Twitter provides access to its data through a set of different APIs. Two of these are the Search API and the Streaming API. The public version of the Search API goes back 7 days in time. According to Twitter it "behaves similarly to, but not exactly like the Search feature available in Twitter mobile or web clients". It does not aspire to be a source of complete data. The public Streaming API returns tweets in realtime that match one or more filter predicates.
While none of these methods promises to give access to *all* tweets on a given topic, they still return large amounts of relevant data for a number of applications. It is allowed to use Twitter data, retrieved via the public APIs, for research as long as these guidelines are followed.
The btf (Back to Future) tweet collector is a method for collecting tweets both a bit back in time, and in realtime, for a set of keywords. It uses the Search API to search back, and the Streaming API to stream in realtime. Tweet objects are parsed and written to two databases, that are eventually merged into one database.
The Jupyter notebook btf_jupyter.ipynb goes through all the steps in the data collection process.

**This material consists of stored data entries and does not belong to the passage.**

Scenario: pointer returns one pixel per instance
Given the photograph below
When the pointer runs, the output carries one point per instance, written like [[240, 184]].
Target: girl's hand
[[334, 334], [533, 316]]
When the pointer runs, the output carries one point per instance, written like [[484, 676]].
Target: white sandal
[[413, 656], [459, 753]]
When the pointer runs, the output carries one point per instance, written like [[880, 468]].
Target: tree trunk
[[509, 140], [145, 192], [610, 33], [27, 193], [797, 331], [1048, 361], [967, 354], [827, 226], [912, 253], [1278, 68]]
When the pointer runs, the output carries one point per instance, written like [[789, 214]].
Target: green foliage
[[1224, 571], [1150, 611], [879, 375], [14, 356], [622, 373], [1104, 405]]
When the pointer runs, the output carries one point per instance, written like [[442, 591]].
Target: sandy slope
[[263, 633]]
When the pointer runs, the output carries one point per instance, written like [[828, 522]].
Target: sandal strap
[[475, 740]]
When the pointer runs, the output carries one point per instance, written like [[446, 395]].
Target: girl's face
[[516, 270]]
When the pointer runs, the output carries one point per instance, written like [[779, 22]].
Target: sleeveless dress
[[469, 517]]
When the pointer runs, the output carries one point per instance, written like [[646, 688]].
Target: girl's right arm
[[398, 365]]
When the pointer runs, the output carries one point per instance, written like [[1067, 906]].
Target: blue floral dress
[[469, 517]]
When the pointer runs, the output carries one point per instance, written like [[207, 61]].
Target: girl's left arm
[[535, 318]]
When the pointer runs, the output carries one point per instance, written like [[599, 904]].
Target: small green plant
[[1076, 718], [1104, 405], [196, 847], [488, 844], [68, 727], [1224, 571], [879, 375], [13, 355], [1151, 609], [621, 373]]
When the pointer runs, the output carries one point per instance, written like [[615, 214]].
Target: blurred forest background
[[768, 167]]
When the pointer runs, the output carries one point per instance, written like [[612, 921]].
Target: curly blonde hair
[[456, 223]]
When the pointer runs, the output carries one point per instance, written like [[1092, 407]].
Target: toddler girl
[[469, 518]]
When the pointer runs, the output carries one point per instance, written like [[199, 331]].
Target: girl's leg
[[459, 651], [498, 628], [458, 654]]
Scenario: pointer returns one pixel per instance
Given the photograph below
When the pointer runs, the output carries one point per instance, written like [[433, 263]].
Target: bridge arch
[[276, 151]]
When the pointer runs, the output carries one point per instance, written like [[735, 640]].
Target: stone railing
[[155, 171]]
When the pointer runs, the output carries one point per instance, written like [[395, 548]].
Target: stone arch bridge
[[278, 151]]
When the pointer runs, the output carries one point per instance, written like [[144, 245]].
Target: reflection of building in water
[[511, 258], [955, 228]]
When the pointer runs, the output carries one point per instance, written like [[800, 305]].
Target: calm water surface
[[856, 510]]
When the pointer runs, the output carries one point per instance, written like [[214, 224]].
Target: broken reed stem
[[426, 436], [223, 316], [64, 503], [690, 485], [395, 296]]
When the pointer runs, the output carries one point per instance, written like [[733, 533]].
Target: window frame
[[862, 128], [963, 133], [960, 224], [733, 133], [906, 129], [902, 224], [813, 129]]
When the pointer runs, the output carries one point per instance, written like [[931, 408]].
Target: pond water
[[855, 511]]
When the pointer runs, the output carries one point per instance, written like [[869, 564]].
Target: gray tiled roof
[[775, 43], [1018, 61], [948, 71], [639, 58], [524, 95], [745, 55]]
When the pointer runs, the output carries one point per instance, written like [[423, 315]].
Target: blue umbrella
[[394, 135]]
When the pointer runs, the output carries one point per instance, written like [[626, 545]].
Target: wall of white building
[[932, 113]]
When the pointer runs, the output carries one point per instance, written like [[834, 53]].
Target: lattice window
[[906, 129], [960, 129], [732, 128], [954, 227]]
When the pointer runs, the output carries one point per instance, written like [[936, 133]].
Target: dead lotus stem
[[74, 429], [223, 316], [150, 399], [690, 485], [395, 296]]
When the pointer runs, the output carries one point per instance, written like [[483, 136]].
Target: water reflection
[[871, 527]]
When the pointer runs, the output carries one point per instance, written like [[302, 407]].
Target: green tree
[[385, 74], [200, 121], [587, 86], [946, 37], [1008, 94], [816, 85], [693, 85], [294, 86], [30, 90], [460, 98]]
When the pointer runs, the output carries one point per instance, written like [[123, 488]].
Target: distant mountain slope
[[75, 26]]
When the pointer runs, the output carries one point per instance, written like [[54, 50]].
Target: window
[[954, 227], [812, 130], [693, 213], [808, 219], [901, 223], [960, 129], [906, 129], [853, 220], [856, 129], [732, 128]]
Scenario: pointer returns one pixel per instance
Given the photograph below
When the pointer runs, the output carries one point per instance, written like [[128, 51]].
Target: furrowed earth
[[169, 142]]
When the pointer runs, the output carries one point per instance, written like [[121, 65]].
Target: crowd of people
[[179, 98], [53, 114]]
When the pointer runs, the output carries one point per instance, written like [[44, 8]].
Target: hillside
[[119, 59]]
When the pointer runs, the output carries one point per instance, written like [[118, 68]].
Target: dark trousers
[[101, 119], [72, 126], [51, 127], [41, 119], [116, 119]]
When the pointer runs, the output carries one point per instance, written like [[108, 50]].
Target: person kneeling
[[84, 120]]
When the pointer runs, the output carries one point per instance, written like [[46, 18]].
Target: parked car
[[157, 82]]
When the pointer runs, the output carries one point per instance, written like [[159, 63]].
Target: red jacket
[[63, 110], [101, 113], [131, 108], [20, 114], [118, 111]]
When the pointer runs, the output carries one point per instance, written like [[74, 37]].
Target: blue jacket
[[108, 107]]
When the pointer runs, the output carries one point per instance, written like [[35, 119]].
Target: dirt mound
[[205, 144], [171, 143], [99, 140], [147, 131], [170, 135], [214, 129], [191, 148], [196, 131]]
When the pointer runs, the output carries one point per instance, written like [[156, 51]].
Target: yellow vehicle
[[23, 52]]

To get the most complete results however, one may want to run the forward and backwards scrape at the same time, instead of waiting for the first one to complete before starting the second one. This is how to run the collection using a set of scripts from Terminal:
To set up the query, edit q.txt with one keyword per line:
$ nano q.txt
To create the two databases:
$ python dbs.py
Launch the live stream, preferably in a separate Terminal window (or shell screen session).
$ python stream.py
Launch the search job, also in another screen window/session.
$ python search.py
When having run both scripts for as long as desired, merge the databases into one.
$ python mergedb.py
To work further with the data, either start from the btf_parser.ipynb Jupyter notebook, or just save all data as a csv file:
$ python makecsv.py
If needed at any point, to delete all databases in the directory:
$ python dbkill.py